Where is all this information and how do we clearly and openly communicate it with those who will be impacted?

Another simple strategy that would vastly improve Medicaid managed care is meaningful care coordination. Our physicians receive care plans by third party care management contactors that are useless to us and our patients. Meanwhile, the turnover of the care management staff at each of the MCOs has been very high. Simply changing the state’s required form for third party care management contractors to deliver meaningful actionable information to the primary care physician would work better AND improve care coordination.
Centralized credentialing exists in other states (such as Iowa): Illinois needs an accurate and timely provider credentialing and re-credentialing process. Currently, a provider has to be credentialed with the Department of Healthcare and Family Services before claims can be submitted under that person: this is not a smooth nor quick process, and the delays and difficulties are disrupting patient care. We’ve asked before and are asking again, will the credentialing process be streamlined once IMPACT is done so that a provider enrolled in IMACT need not re-credential with each Medicaid MCO? In addition, commercial MCOs require their own credentialing, which causes additional lag.

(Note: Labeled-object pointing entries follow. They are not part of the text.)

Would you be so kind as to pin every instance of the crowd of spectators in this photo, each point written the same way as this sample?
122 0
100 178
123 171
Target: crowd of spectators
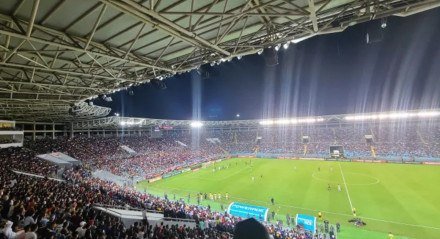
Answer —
46 208
33 207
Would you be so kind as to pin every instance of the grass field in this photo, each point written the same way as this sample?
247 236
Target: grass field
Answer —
402 199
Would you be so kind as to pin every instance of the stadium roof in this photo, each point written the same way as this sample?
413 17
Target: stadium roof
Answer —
54 53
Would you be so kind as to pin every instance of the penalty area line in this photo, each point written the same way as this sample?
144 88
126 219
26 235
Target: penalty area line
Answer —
346 188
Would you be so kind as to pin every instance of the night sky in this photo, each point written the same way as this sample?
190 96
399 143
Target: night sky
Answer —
329 74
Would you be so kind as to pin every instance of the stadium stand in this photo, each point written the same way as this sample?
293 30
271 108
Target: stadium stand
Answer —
65 209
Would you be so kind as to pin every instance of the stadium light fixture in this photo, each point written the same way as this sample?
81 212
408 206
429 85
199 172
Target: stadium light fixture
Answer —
292 121
393 115
196 124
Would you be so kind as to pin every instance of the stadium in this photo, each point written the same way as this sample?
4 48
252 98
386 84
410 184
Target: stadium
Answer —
285 119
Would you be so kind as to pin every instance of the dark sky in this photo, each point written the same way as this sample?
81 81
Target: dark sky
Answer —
329 74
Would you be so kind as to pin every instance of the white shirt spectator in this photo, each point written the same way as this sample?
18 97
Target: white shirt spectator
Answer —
28 221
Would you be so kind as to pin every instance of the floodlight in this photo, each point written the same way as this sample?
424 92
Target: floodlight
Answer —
196 124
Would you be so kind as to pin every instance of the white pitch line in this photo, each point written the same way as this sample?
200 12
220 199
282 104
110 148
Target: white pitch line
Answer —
346 188
316 210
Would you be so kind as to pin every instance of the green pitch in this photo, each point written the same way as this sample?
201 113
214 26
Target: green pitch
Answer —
402 199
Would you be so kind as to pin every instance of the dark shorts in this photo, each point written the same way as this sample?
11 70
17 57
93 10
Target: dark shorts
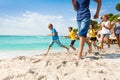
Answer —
72 42
93 38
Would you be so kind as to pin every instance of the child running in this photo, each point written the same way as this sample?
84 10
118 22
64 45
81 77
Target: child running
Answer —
55 38
93 36
72 36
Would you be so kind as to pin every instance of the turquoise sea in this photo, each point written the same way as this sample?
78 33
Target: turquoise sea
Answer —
30 42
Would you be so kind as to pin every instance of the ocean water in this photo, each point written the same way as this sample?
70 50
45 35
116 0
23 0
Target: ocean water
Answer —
31 43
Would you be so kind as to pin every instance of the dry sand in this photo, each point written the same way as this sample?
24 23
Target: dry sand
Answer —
61 66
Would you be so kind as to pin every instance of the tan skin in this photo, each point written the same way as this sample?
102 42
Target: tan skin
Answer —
118 36
94 42
104 18
82 38
53 34
72 46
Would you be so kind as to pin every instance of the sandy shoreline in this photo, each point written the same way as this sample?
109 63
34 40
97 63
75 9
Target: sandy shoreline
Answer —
61 66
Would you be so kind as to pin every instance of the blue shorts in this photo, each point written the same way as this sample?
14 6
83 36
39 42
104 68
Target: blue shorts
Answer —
56 41
83 26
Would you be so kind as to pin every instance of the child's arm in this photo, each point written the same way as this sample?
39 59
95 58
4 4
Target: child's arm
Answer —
74 5
108 26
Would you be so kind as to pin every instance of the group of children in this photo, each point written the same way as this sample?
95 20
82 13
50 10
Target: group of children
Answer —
94 36
104 33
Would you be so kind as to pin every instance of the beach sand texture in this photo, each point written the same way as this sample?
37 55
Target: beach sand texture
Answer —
61 66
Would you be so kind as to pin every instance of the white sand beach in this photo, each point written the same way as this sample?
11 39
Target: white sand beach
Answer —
62 66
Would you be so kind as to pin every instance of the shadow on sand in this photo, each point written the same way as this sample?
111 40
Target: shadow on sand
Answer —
97 56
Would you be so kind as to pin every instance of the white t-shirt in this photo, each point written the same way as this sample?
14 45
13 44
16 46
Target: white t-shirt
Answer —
105 30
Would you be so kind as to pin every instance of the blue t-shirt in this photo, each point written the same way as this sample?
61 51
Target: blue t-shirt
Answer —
56 36
83 9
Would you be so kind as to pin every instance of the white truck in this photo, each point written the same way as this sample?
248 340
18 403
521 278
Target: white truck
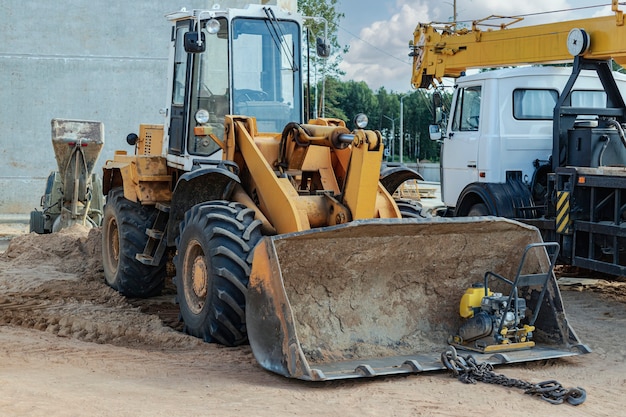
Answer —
498 142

We also believe MCO network transparency needs high attention. Perhaps, HFS could host a demographic profile for each MCO by county to improve their transparency as well as assist providers and patients in meaningful care coordination? The MCOs would supply uniform data regarding provider networks, hospitals, FQHCs and large clinics, and health systems mapped out geographically so that clients enrolling could select their best fit. That data should include any co-pays, medication formularies, and referral prior approval rules and grievance procedures, etc.
I’d like to conclude my remarks on a positive note and acknowledge our hopes that the recently created Department of Innovation and Technology will indeed specifically address the benefits that a technology transformation will provide for the healthcare system, Medicaid, and our patients.
We look forward to working with you, the Department of Healthcare and Family Services and the managed care organizations in an effective system that enables physicians and providers to achieve better outcomes for patients, and provides better experiences of care for providers, patients, and caregivers. With improved communication in an effective system, we can provide better value at a reduced cost to taxpayers. Thank you.